GBRForest implementation added in RecoJets/JetProducers PileupJetIdAl… #15907

romeof · 2016-09-19T15:02:46Z

GBRForest implementation has been added in the PileupJetIdAlgo class of the package RecoJets/JetProducers. This method is used to book the reader for the mva pileup jet id discriminator.

…go class

slava77 · 2016-09-19T15:13:20Z

@cmsbuild please test

cmsbuild · 2016-09-19T15:15:18Z

The tests are being triggered in jenkins.

cmsbuild · 2016-09-19T15:17:09Z

A new Pull Request was created by @romeof for CMSSW_8_1_X.
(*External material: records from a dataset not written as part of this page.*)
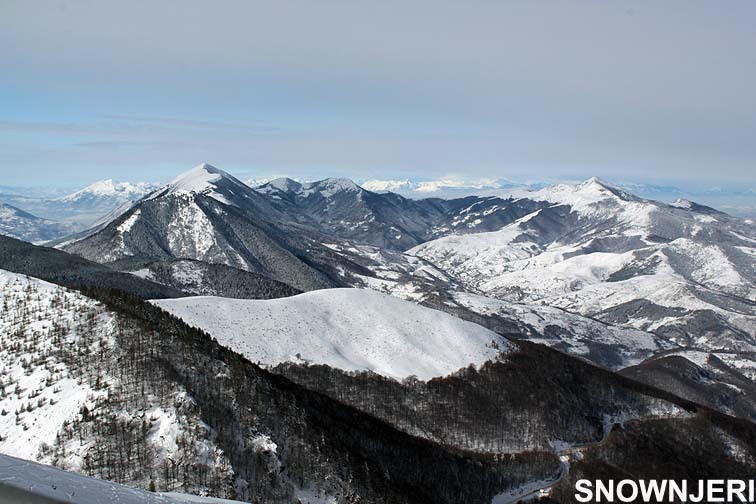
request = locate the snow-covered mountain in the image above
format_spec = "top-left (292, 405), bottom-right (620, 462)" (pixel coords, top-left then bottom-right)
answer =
top-left (153, 289), bottom-right (510, 380)
top-left (55, 179), bottom-right (157, 207)
top-left (60, 164), bottom-right (340, 290)
top-left (0, 203), bottom-right (74, 243)
top-left (409, 178), bottom-right (756, 364)
top-left (0, 453), bottom-right (239, 504)
top-left (0, 180), bottom-right (156, 230)
top-left (256, 178), bottom-right (443, 250)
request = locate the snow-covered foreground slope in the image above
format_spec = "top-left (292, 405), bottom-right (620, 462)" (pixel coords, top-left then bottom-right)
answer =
top-left (0, 270), bottom-right (238, 496)
top-left (0, 454), bottom-right (238, 504)
top-left (153, 289), bottom-right (510, 379)
top-left (0, 202), bottom-right (74, 243)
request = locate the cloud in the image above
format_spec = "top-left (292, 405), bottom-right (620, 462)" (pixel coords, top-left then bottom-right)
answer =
top-left (0, 0), bottom-right (756, 186)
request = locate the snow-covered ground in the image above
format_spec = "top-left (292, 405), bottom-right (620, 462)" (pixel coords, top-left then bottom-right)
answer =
top-left (0, 454), bottom-right (238, 504)
top-left (153, 289), bottom-right (510, 379)
top-left (407, 178), bottom-right (756, 350)
top-left (0, 270), bottom-right (112, 467)
top-left (454, 292), bottom-right (674, 368)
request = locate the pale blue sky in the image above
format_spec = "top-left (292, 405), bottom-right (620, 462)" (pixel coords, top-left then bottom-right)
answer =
top-left (0, 0), bottom-right (756, 187)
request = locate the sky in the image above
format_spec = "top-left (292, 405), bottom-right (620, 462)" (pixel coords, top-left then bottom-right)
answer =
top-left (0, 0), bottom-right (756, 188)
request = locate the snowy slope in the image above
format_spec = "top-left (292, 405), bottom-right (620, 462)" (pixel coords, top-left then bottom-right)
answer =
top-left (153, 289), bottom-right (509, 379)
top-left (0, 454), bottom-right (238, 504)
top-left (0, 270), bottom-right (233, 492)
top-left (408, 178), bottom-right (756, 351)
top-left (0, 270), bottom-right (112, 465)
top-left (56, 179), bottom-right (156, 206)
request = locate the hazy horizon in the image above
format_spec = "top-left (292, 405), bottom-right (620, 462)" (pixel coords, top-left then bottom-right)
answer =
top-left (0, 0), bottom-right (756, 192)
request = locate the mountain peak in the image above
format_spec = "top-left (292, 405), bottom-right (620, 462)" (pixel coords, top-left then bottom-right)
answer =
top-left (578, 175), bottom-right (616, 190)
top-left (307, 178), bottom-right (363, 197)
top-left (263, 177), bottom-right (302, 192)
top-left (168, 163), bottom-right (233, 193)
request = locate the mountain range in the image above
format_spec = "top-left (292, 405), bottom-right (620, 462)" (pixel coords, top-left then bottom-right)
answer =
top-left (0, 164), bottom-right (756, 503)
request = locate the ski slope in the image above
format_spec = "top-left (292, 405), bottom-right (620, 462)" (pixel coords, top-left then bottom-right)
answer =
top-left (152, 289), bottom-right (510, 380)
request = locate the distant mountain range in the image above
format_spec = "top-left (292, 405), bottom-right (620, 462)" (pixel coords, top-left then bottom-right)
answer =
top-left (0, 164), bottom-right (756, 504)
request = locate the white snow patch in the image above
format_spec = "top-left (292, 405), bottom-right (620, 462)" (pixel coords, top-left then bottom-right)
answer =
top-left (152, 289), bottom-right (510, 379)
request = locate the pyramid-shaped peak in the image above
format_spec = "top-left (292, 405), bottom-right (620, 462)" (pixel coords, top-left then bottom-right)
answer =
top-left (264, 177), bottom-right (302, 192)
top-left (580, 176), bottom-right (616, 189)
top-left (168, 163), bottom-right (236, 193)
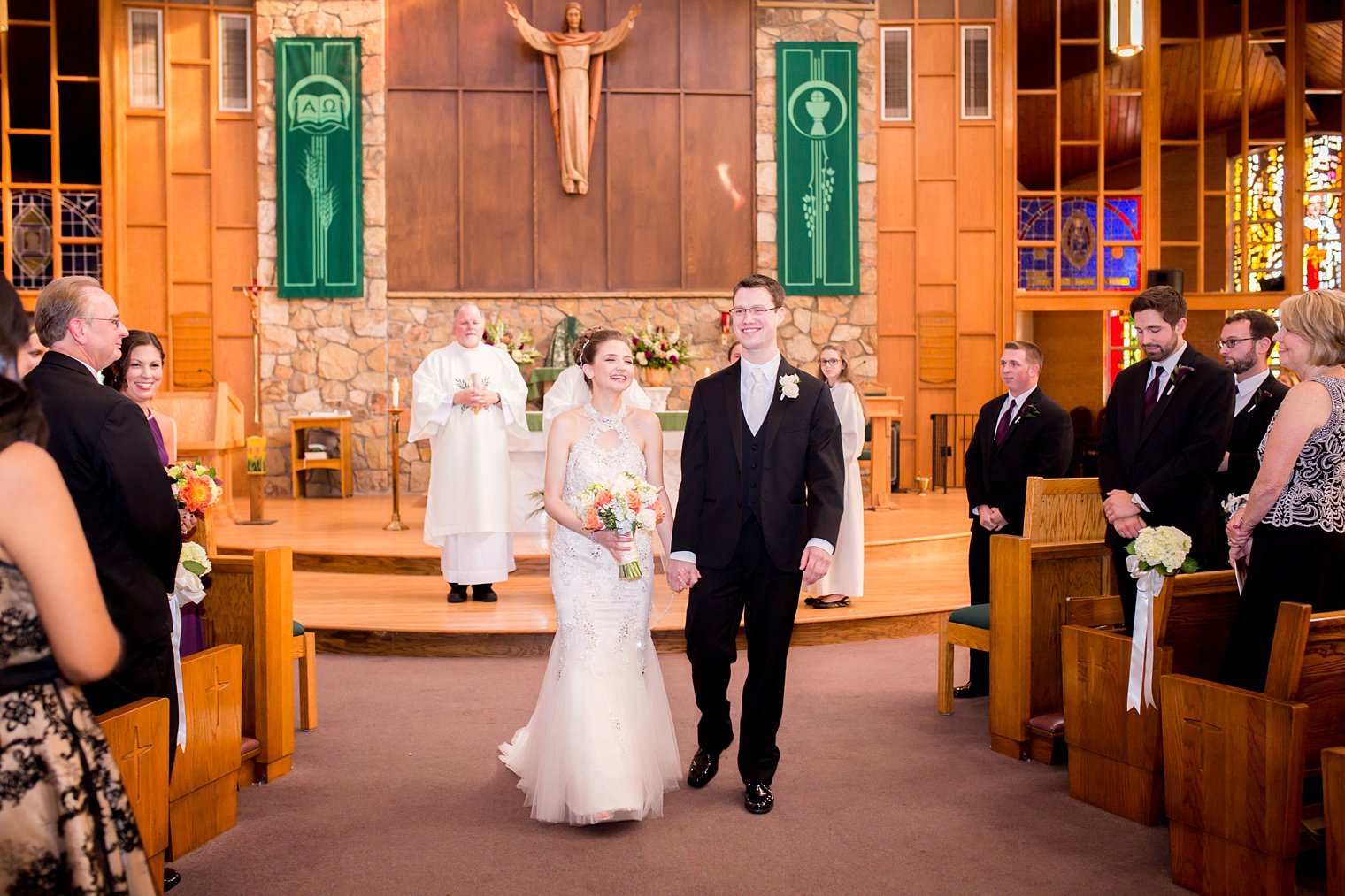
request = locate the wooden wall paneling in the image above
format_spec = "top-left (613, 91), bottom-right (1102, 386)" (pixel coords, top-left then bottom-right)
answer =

It involves the following packages:

RecoJets/JetProducers

@cvuosalo, @slava77, @davidlange6 can you please review it and eventually sign? Thanks.
@TaiSakuma, @jdolen, @ahinzmann, @rappoccio, @yslai, @nhanvtran, @gkasieczka, @schoef, @mariadalfonso this is something you requested to watch as well.
@slava77, @smuzaffar you are the release manager for this.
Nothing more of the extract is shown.